Depois, o n.º 2 do artigo 186.º vem complementar a descrição abstracta operada pelo n.º 1, descrevendo taxativamente relativamente às pessoas colectivas um conjunto de situações que, pela sua simples verificação, determinam que a insolvência seja sempre considerada como culposa. Trata-se, portanto, dum elenco de casos que individualmente considerados, ou seja, cuja ocorrência de qualquer um deles, por si só, configura presunção inilidível de uma actuação dolosa ou com culpa grave do devedor ou dos seus administradores, na insolvência, sem possibilidade de prova do contrário.  

Por fim, o n.º 3 indica, também taxativamente, um conjunto de situações que declara constituírem presunção de culpa grave. Neste número, ao invés do que acontece no n.º 2, estamos, porém, perante presunções ilidíveis. Desta sorte, verificada uma das situações elencadas, pode existir demonstração e prova de que as mesmas não se verificaram por culpa grave dos administradores de facto ou de direito[15].

Considerando que o extenso elenco de situações cobertas pela presunção inilidível de culpa a que aludem as várias alíneas do referido n.º 2, cobre uma variedade muito diversa de casos que frequentemente estão na origem da insolvência das pessoas colectivas, vejamos, antes de mais, se os factos provados relativamente ao ora Recorrente integram a situação prevista na alínea a) do preceito, conforme foi considerado no parecer do Sr. Administrador.

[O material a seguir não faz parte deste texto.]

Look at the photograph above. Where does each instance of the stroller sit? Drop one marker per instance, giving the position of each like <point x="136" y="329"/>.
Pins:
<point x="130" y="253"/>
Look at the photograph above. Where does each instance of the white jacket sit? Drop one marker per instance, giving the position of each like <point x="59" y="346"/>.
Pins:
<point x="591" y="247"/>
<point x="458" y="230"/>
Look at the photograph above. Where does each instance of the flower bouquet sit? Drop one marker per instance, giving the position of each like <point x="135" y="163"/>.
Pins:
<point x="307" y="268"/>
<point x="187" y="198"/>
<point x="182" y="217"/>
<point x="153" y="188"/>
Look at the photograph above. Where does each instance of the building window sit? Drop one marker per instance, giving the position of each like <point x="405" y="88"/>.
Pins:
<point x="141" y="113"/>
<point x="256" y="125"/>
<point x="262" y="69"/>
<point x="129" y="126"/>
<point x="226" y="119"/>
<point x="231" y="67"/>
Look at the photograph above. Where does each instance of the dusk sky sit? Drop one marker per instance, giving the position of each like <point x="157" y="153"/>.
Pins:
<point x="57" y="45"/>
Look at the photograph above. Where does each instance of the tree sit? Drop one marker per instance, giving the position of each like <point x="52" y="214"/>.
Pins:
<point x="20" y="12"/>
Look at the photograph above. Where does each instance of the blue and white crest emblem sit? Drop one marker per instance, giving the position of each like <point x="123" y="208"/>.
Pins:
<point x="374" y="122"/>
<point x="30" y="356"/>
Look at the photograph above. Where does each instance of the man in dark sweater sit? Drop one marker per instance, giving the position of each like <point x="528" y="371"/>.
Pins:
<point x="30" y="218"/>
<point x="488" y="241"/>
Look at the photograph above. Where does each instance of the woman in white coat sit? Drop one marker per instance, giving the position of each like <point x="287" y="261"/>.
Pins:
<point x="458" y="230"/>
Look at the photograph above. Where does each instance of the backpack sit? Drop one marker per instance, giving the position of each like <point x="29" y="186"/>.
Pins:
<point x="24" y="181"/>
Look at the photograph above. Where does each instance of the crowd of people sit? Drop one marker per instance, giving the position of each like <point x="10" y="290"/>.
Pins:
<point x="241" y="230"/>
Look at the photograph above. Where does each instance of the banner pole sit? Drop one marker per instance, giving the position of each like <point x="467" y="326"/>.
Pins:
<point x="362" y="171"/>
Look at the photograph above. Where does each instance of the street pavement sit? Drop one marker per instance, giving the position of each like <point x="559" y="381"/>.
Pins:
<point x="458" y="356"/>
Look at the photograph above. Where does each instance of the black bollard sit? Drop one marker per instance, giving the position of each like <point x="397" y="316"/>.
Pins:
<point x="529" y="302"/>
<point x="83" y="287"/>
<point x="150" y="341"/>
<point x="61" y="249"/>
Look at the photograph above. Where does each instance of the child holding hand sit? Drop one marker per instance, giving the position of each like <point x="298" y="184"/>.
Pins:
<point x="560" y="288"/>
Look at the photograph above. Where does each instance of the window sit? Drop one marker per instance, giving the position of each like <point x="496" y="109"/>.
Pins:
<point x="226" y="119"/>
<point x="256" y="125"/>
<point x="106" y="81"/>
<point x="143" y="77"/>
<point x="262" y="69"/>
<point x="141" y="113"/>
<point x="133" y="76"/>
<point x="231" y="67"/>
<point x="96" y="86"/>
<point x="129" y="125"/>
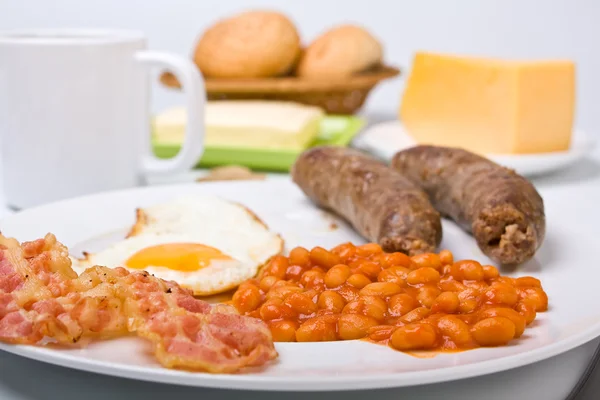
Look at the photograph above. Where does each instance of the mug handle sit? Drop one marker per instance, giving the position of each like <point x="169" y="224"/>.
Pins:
<point x="192" y="84"/>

Na verdade, se tal acontecer, a ilicitude da respectiva conduta encontra-se determinada pelo legislador, e a culpa grave presume-se, sem que exista qualquer possibilidade de justificação da mesma pelos seus autores, uma vez que qualquer uma das elencadas condutas é considerada pela sua simples verificação como sendo causalmente criadora ou agravadora da insolvência.

Porém, “a relação entre a violação dos deveres dos administradores especificados pelo n.º 2 do art. 186 e a verificação da situação de insolvência não é igualmente próxima em todos os casos. Algumas vezes sancionam-se condutas que, quando adoptadas, terão normalmente como consequência (mais ou menos) directa ou previsível (segundo um juízo de adequação social-normativo) a insolvência (por exemplo, na hipótese da al. a) ou g)).

Mas em diversos outros casos, o que está em jogo é a reprovação de comportamentos que não conduzem por si, necessariamente, à situação de insolvência, requerendo-se a verificação de outros factores, algumas vezes fortuitos, para que ela ocorra (assim, v.g., nas al. d) ou f)). Por último, estão também em causa situações de responsabilidade por omissões, sendo que delas também não deriva, por si e infalivelmente, a insolvência (atente-se nas al. h) e i)).

(…) Assim, na al. d) sanciona-se como culposa a insolvência perante a mera disposição dos bens do devedor em proveito pessoal (sendo que essa disposição é susceptível até de ter tido uma contrapartida idónea para a sociedade). Do mesmo modo, na al. h) crisma-se de culposa a insolvência perante o simples incumprimento da obrigação de manter contabilidade organizada de que resulte prejuízo para a compreensão da situação financeira ou patrimonial do devedor. No fundo, analogamente, a al. b) do n.° 3 do art. 186 presume logo culpa grave na insolvência quando as contas anuais não foram elaboradas no prazo legal, submetidas a fiscalização ou depositadas na conservatória. Nenhum destes comportamentos autoriza com segurança a ilação de que dada insolvência radica na sua adopção. A infracção de uma disposição de protecção pode portanto corresponder a um delito de perigo abstracto. Nestes casos é certamente compreensível o estabelecimento de uma presunção de culpa”[16].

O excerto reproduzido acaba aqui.